CBD steht für Cannabidiol. Dieser Inhaltsstoff wird aus den Blüten der weiblichen Cannabispflanze gewonnen, hat jedoch keine psychoaktive Wirkung, da er nur mit geringer Rezeptoraktivität an bestimmte Cannabinoid-Rezeptoren bindet. Der Inhaltsstoff ist dann legal, wenn er aus Nutzhanf gewonnen wird und weniger als 0,2 Prozent THC enthält. Beispielhafte Produkte sind hier CBD-Öl, Gummibärchen und Kaugummis oder Cremes und Gele. Wird CBD nicht aus Nutzhanf, sondern aus Marihuana gewonnen und enthält mehr als 0,2 Prozent THC, muss zwingend eine Verordnung vom Arzt erfolgen.

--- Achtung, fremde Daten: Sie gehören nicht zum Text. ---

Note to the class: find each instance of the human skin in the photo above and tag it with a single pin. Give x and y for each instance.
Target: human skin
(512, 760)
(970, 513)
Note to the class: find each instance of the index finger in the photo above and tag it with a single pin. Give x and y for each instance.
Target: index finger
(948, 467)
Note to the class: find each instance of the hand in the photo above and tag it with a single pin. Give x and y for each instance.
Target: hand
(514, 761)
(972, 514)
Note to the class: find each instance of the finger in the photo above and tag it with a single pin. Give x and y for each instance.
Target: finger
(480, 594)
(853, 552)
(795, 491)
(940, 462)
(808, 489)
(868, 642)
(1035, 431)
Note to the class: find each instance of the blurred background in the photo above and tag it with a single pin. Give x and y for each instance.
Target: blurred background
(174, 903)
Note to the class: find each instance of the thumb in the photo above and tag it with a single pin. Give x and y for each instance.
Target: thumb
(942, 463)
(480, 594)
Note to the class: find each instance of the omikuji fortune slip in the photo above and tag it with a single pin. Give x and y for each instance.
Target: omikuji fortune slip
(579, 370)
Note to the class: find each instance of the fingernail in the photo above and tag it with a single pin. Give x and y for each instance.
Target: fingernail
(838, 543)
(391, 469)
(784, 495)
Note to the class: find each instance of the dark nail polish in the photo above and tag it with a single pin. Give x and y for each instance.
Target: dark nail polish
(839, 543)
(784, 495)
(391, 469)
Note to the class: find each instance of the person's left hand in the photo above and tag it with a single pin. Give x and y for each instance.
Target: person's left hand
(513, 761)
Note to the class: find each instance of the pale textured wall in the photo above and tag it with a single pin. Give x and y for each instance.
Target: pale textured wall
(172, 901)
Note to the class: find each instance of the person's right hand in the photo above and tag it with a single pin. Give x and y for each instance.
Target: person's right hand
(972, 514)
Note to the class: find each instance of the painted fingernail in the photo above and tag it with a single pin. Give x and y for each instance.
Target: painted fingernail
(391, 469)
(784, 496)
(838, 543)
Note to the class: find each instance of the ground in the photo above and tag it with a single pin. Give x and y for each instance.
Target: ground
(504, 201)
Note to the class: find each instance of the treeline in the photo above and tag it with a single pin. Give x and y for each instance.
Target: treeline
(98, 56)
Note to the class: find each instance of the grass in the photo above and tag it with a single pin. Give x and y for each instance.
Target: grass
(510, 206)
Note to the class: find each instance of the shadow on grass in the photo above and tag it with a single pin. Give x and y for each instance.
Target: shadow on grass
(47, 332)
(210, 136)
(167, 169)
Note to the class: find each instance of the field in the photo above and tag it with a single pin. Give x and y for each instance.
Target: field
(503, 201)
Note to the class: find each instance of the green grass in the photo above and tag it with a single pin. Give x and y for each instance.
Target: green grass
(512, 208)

Viele Mediziner setzen seit langem auf Cannabis. Die einzelnen Inhaltsstoffe haben unterschiedliche Wirkungen. Je nach Indikation ist manchen Patienten besser mit einer THC- oder einer CBD-reichen Sorte geholfen. Auch ausgeglichene Sorten sind am Markt. Bezüglich der Dosisfindung empfehlen die Experten das „Start low, go slow“-Prinzip. Langsames Aufdosieren kann beim Finden der richtigen Dosis helfen. Durch die Neueinstufung durch die UN erhoffen sich Mediziner einen weiteren Fortschritt bei der Verwendung von Cannabisblüten und -extrakten. Bestehende Ängste der Patienten könnten durch eine angemessene Einstufung der Droge abgebaut werden. Nicht selten würden Patienten ihren Arzt fragen, ob sie sich durch die regelmäßige Einnahme nicht in eine Abhängigkeit stürzen würden. Weitere Aufklärung sei ebenso wichtig, wie politische Entscheidungen und Anpassungen, um die Versorgung sicherzustellen, so Experten.

Indikationen für eine Therapie mit Medizinalcannabis gibt es viele. Gerade bei chronischen Schmerzzuständen können Erkrankte von Cannabis profitieren. Wenn starke Schmerzmittel wie Opioide versagen, erfahren Betroffene unter einer Cannabis-Therapie häufig eine erneute Schmerzreduktion. Auch bei Multipler Sklerose und Epilepsie wirkt sich Cannabis positiv auf die Symptomatik aus. Für diese drei Indikationen liegen mittlerweile zahlreiche Studien vor. Auch bei der Behandlung von Übelkeit und Erbrechen nach einer Chemotherapie sowie zur Appetitsteigerung bei HIV zeigt die Heilpflanze gute Ergebnisse.